The Diaspora Council (TDC)
Longstanding diaspora-backed supporter of infrastructure rehabilitation, climate awareness, and community-focused initiatives.
Government engagement
SID engages Somaliland’s ministries of Agriculture, Livestock, and Water Resources, regional authorities in Awdal, Maroodi Jeex, and Togdheer, and relevant Somalia federal and state authorities including South West, Jubbaland, and Galmudug in referenced work areas.
Grassroots stakeholders
Community elders, local authorities, women’s groups, youth groups, pastoral and agro-pastoral households, vulnerable groups, and beneficiary households form SID’s practical stakeholder base.
Shared delivery and learning
Through networking and liaison, SID supports data sharing, assessment missions, technical consultations, and context-sensitive implementation alongside partner institutions.
Structured partnership development through FRMT
The updated profile explains that SID’s partnership approach is supported by a Funding Resources Mobilization Team (FRMT), appointed by the Board and supervised by the Executive Director.
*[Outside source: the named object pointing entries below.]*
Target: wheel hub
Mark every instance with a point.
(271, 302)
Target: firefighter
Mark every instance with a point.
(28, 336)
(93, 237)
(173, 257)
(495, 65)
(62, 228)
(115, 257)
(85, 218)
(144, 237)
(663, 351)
The team is responsible for tracking opportunities, preparing concept notes, maintaining networks, and reporting progress.
- Board appointment of a Funding Resources Mobilization Team
- Coordinator and assistants for day-to-day follow-up
- Weekly updates and quarterly progress review reporting
- Concept note preparation and donor application tracking
Broadening humanitarian and resilience funding sources
SID’s updated strategic direction encourages innovative fundraising after the reduction of USAID assistance in 2025, including grant bids and potential outreach to Gulf-based humanitarian and development foundations.
Examples named in the profile include Al Maktoum Foundation, Arab Gulf Program for Development, Mohamed Bin Zayed Foundation for Humanity, Qatar Fund for Development, Kuwait Fund for Arab Economic Development, and KSRelief.
How SID coordinates project entry and accountability
Ministry and authority introduction
SID begins assessment missions with relevant ministries, senior staff, regional authorities, governors, mayors, council members, and local authorities.
Community-level discussion
District and local discussions help identify participating communities, allocate household targets, and explain beneficiary registration requirements.
Beneficiary registration
Community elders, heads of household groups, and project teams coordinate registration while maintaining minimum women participation requirements.
Monitoring and communication
SID shares project management contact information, handles beneficiary concerns, reports to partners, and supports accountability throughout implementation.
SID’s partnership approach
- Aligns donor resources with real community priorities
- Strengthens accountability through multi-stakeholder engagement
- Improves technical quality through collaboration and review
- Supports implementation in fragile and climate-affected settings
- Connects local knowledge with institutional systems and funding
Who SID is ready to work with
SID is positioned to collaborate with donors, UN agencies, INGOs, national NGOs, government counterparts, technical consultants, research teams, and local community networks seeking reliable implementation and practical field intelligence.
Field coordination with authorities, communities, and partners
SID’s partnership model depends on visible engagement: district introductions, community meetings, stakeholder consultation, and technical follow-up with implementing partners.

Authority coordination
District-level engagement helps align projects with local priorities and governance channels.

Community elders
Traditional leadership remains central to access, legitimacy, and accountability.

Village participation
Meetings clarify project scope, eligibility, and participation expectations.

Partner follow-up
Training and refresher sessions strengthen delivery quality and learning.